Quels objectifs ?
Les objectifs de la compétence GEMAPI découlent directement des constats réalisés avant sa création. Ils traduisent la volonté du législateur de mettre en place une politique plus cohérente, plus efficace et plus intégrée de la gestion de l’eau et de la prévention des inondations.
Un premier objectif fondamental est de préserver et restaurer les milieux aquatiques, tout en luttant contre les inondations. Ces deux dimensions sont indissociables : le bon état des cours d’eau, des zones humides et des écosystèmes aquatiques contribue directement à la réduction des risques liés à l’eau.
La GEMAPI vise également à rapprocher l’aménagement du territoire et l’urbanisme des politiques de gestion des milieux aquatiques et de prévention des inondations. Les choix d’urbanisation, l’imperméabilisation des sols ou l’occupation des zones inondables ont en effet un impact déterminant sur les risques et sur l’état des milieux.

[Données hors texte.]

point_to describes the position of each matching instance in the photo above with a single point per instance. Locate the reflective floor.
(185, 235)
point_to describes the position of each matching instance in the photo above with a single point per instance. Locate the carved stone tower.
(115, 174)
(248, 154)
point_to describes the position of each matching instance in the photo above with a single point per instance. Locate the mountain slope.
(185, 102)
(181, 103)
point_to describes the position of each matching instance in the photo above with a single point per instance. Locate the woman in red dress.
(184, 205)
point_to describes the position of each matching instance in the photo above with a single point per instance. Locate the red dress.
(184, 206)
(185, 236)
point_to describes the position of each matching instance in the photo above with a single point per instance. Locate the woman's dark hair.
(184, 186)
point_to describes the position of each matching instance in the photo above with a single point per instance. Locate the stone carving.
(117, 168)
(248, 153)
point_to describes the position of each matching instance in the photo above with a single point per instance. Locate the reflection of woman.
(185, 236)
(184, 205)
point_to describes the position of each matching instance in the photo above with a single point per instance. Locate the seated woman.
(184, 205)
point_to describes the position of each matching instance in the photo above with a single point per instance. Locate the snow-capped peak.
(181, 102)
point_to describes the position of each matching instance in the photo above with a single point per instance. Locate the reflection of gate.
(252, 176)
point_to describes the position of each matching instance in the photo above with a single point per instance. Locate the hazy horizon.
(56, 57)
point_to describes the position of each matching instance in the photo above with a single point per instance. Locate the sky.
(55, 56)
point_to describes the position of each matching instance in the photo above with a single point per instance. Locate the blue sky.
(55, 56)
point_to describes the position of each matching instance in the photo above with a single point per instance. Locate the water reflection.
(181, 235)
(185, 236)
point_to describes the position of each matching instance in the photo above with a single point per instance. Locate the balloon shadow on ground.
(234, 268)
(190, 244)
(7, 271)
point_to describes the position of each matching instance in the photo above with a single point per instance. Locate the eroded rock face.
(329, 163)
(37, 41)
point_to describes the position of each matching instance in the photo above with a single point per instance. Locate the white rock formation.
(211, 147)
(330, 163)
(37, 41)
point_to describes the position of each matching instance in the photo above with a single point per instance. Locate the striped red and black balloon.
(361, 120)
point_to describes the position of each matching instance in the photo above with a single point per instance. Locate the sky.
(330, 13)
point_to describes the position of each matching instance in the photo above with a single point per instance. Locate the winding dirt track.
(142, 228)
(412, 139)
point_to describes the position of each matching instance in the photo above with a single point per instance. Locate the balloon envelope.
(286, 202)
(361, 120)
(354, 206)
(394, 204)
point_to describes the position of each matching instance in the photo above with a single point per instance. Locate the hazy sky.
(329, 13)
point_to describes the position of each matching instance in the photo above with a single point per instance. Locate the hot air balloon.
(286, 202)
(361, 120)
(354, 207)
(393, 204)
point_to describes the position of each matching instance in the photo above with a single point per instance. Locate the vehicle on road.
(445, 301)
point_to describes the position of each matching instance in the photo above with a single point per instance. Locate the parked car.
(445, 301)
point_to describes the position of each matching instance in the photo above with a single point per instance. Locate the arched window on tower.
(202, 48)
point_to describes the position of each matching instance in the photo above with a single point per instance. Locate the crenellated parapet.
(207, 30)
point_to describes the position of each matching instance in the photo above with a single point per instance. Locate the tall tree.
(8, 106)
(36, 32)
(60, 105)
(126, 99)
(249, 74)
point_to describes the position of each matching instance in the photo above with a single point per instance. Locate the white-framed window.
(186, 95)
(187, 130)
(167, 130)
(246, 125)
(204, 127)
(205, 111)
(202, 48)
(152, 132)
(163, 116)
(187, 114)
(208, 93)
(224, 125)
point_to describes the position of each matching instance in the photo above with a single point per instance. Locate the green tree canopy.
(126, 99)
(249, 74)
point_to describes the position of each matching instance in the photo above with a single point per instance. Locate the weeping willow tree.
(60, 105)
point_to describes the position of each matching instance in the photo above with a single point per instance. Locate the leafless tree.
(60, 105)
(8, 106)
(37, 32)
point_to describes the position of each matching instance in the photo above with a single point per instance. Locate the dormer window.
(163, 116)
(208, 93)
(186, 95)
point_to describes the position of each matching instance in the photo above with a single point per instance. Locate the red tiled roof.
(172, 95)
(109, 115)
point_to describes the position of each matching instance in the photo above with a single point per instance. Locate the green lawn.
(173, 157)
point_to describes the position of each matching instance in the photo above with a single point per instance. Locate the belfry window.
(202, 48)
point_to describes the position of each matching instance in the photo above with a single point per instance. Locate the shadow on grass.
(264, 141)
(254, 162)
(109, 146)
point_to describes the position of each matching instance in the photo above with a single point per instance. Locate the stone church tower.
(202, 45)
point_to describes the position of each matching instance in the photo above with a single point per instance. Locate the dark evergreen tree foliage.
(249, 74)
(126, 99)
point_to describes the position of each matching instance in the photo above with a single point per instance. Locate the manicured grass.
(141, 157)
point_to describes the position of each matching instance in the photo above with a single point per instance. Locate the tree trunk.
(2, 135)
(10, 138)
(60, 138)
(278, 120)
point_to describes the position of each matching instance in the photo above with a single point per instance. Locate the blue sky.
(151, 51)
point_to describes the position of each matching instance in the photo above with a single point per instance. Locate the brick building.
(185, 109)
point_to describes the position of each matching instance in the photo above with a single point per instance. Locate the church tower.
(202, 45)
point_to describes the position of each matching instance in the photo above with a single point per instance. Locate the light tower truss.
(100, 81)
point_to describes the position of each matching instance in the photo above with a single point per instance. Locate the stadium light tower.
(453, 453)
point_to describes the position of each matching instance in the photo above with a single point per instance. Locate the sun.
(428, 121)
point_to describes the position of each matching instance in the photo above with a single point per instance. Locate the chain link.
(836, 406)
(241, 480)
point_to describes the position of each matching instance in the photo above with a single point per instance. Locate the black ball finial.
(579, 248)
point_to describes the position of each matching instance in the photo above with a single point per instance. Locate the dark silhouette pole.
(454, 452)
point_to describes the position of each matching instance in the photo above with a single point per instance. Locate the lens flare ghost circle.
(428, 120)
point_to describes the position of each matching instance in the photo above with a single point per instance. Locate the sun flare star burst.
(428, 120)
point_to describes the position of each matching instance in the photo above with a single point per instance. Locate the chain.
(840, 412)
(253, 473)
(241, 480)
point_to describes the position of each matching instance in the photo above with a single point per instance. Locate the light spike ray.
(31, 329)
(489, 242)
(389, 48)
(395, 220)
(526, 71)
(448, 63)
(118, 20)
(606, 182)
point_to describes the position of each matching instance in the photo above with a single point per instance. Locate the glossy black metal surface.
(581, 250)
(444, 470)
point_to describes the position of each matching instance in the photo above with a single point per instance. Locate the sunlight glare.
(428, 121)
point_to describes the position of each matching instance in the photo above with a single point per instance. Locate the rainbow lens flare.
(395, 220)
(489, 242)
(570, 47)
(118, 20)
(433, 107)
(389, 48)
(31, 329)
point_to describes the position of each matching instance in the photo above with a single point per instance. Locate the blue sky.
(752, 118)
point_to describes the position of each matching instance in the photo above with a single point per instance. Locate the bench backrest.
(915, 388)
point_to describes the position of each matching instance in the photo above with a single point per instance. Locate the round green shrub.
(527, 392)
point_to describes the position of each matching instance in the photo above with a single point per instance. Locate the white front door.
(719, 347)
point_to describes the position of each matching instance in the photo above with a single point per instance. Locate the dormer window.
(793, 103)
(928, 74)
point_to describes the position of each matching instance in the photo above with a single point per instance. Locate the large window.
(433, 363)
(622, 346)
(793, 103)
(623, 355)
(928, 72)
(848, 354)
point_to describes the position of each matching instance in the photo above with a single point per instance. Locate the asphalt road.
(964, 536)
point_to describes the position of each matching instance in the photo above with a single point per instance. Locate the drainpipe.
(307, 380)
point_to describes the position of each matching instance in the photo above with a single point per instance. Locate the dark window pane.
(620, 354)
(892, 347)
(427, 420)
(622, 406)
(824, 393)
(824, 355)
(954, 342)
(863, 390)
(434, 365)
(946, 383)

Un autre objectif majeur est le développement d’une gestion équilibrée, durable et intégrée de l’eau, des milieux aquatiques et des risques associés. Cette approche repose sur des échelles pertinentes d’intervention, en particulier celles des bassins versants et des cellules hydrosédimentaires[1], mieux adaptées au fonctionnement naturel des milieux que les limites administratives traditionnelles.
La création de la GEMAPI répond également à un besoin de clarification et de rationalisation des acteurs. En identifiant une autorité compétente unique, il s’agit de réduire l’émiettement des responsabilités, d’améliorer la lisibilité de l’action publique et de faciliter la construction de stratégies partagées.
La compétence GEMAPI poursuit en outre un objectif de solidarité territoriale, en favorisant les liens amont-aval au sein des bassins versants, ainsi que les solidarités rural-urbain, indispensables à une gestion équitable et efficace des risques et des milieux.
Enfin, la GEMAPI vise à lutter contre la carence d’entretien des cours d’eau et contre l’absence de propriétaire ou de gestionnaire identifié pour certains ouvrages de protection, notamment les digues, en garantissant une continuité de gestion et de responsabilité.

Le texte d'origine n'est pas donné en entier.